I want to make some hybrid blanks but am out of rough pieces that would look good.

Has anyone come up with a good way to rip a normal blank in half in a "natural" looking way?


----------



## donstephan (Jun 21, 2020)

Can you givev an example of what you want to do?  I'm not following.


----------



## magpens (Jun 21, 2020)

Are you wanting to do some segmenting ?

The word "hybrid" has acquired a fairly specialized meaning to pen makers and pen blank makers.
It seems to be used as a descriptive word for blanks made with two different materials such as wood + resin ... cast in a pressure pot.
The wood pieces are most often rather rough in shape (broken, partially decayed, or whatever).
I guess you could call them "natural" in shape.

For a blank made by gluing pieces together, the term "segmented" is common. . The pieces are usually glued and clamped in some way.

I assume it is the former that you are wanting to work with.
I don't see that "ripping" with a saw of any kind is going to give you a "natural" looking result.
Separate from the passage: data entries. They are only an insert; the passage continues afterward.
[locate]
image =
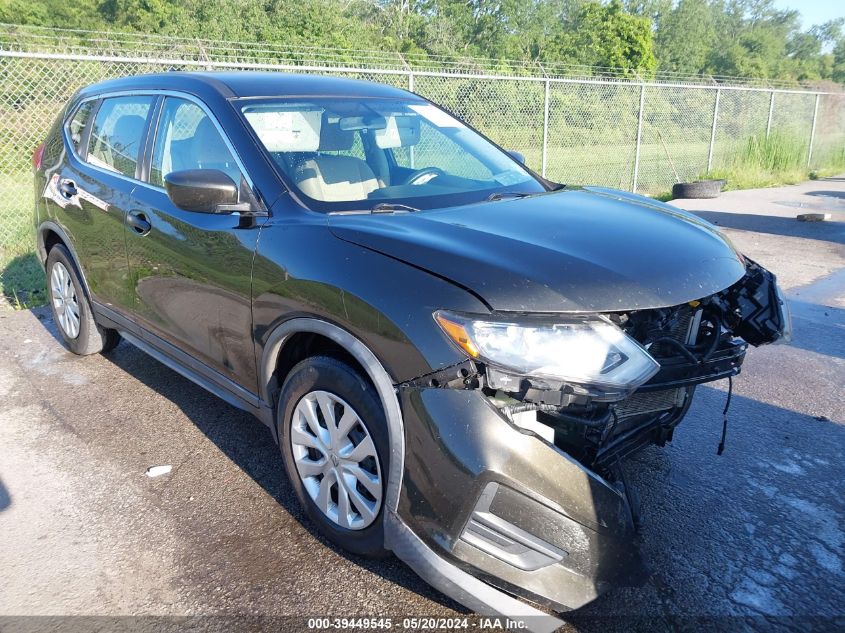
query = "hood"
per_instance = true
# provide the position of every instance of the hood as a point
(577, 250)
Have seen ads showing hybrid blanks made using "cut" wood pieces, with cut edges that appear anything but "natural", most being wavy.
I don't like the looks of those blanks precisely because they look "unnatural" so I have never bought or used any.
But maybe I am missing something.

Would be grateful if you could clarify your question, please.


----------



## Kenny Durrant (Jun 21, 2020)

In the past I’ve needed a small piece to finish off an end to a blank i was casting. I took a dreamer tool and an aggressive rasp and roughed up the end and edges as much as I could without just grinding up the whole blank. It looked great. The main thing is, in my opinion, not to leave any straight lines or heavy scratches that could be identified when the pen is turned. It wasn’t hard at all once I figured out what I didn’t want. After that it looked great.


----------



## Lucky2 (Jun 22, 2020)

Bryan, stick the blank in a vise, then break it into pieces with a hammer.

Len


----------



## BryanMurphy (Jun 22, 2020)

Lucky2 said:


> Bryan, stick the blank in a vise, then break it into pieces with a hammer.
> 
> Len


Sorry I wasn't a bit more specific.  I think Lucky2 and Kenny Durrant are on the right track.   I will give both those suggestions a try and see how it turns out.
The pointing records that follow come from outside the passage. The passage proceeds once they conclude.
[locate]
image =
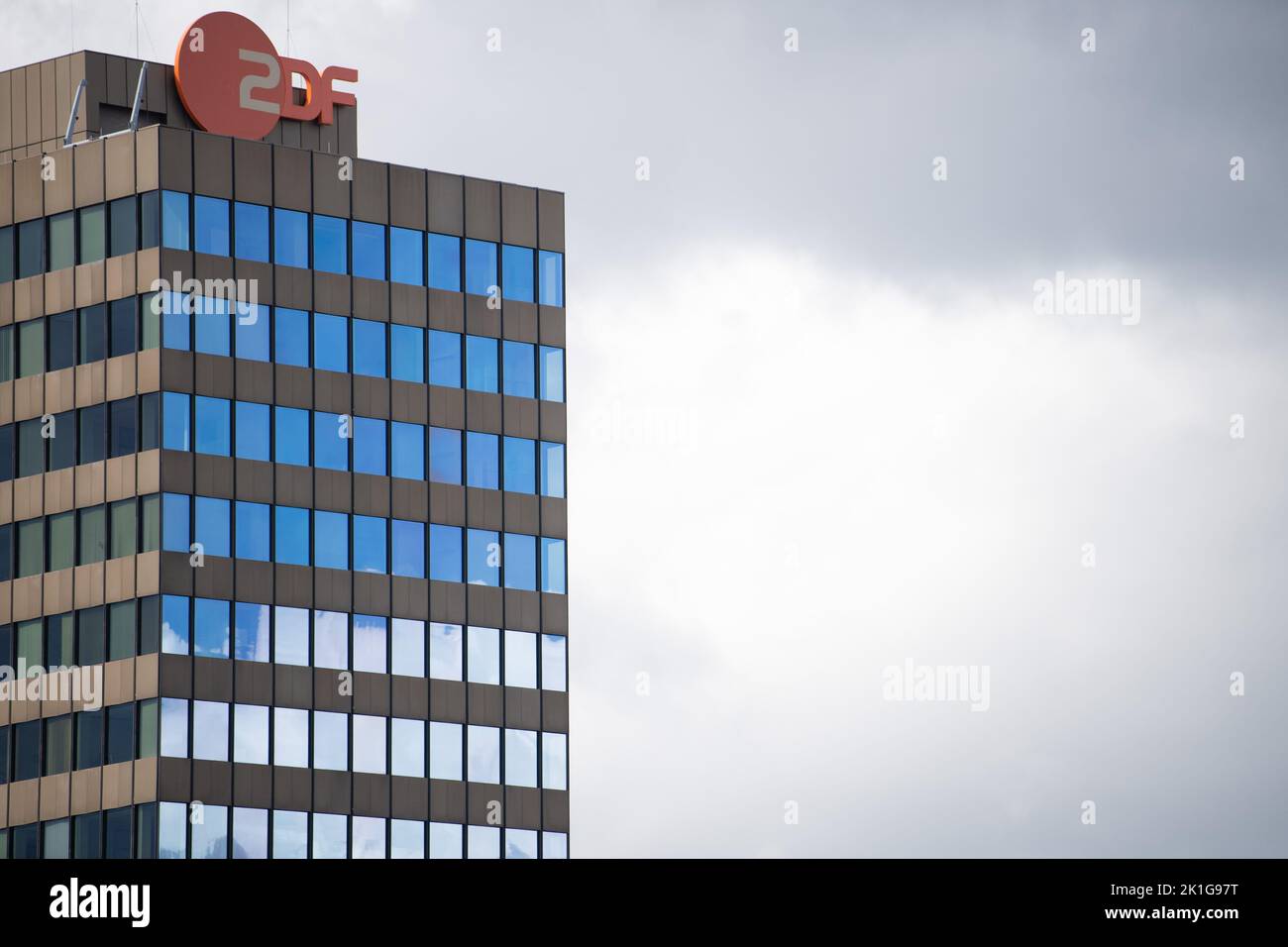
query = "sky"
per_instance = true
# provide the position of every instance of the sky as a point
(819, 429)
As far as hybrid I am speaking of taking pieces of wood that have "natural" looking imperfections like knot holes and forming resin around those holes.  I just don't happen to have anymore wood with natural-looking ends.  Cutting the blanks would just make it look segmented.

If anyone has any other ideas I would love to hear them.


----------



## Dehn0045 (Jun 22, 2020)

Here is a video I ran into, might be what youre looking for.


----------



## BryanMurphy (Jun 22, 2020)

Dehn0045 said:


> Here is a video I ran into, might be what youre looking for.



That was EXACTLY what I was looking for.  Thank you! 

Also, that youtube channel looks awesome.  He uses a puppet, has a Bob Ross type voice, and has creative ways of breaking wood.


----------



## Dehn0045 (Jun 22, 2020)

MurphyPens said:


> That was EXACTLY what I was looking for.  Thank you!
> 
> Also, that youtube channel looks awesome.  He uses a puppet, has a Bob Ross type voice, and has creative ways of breaking wood.



lol, I was gonna say that I loved his humor, but thought that my say more about myself than I really wanted to share.  The little bit about The Hobbit cracked me up


----------



## andygorst (Jul 1, 2020)

MurphyPens said:


> That was EXACTLY what I was looking for.  Thank you!
> 
> Also, that youtube channel looks awesome.  He uses a puppet, has a Bob Ross type voice, and has creative ways of breaking wood.


He's not a puppet he's real. Didn't you see his hand when he took his glove off?


----------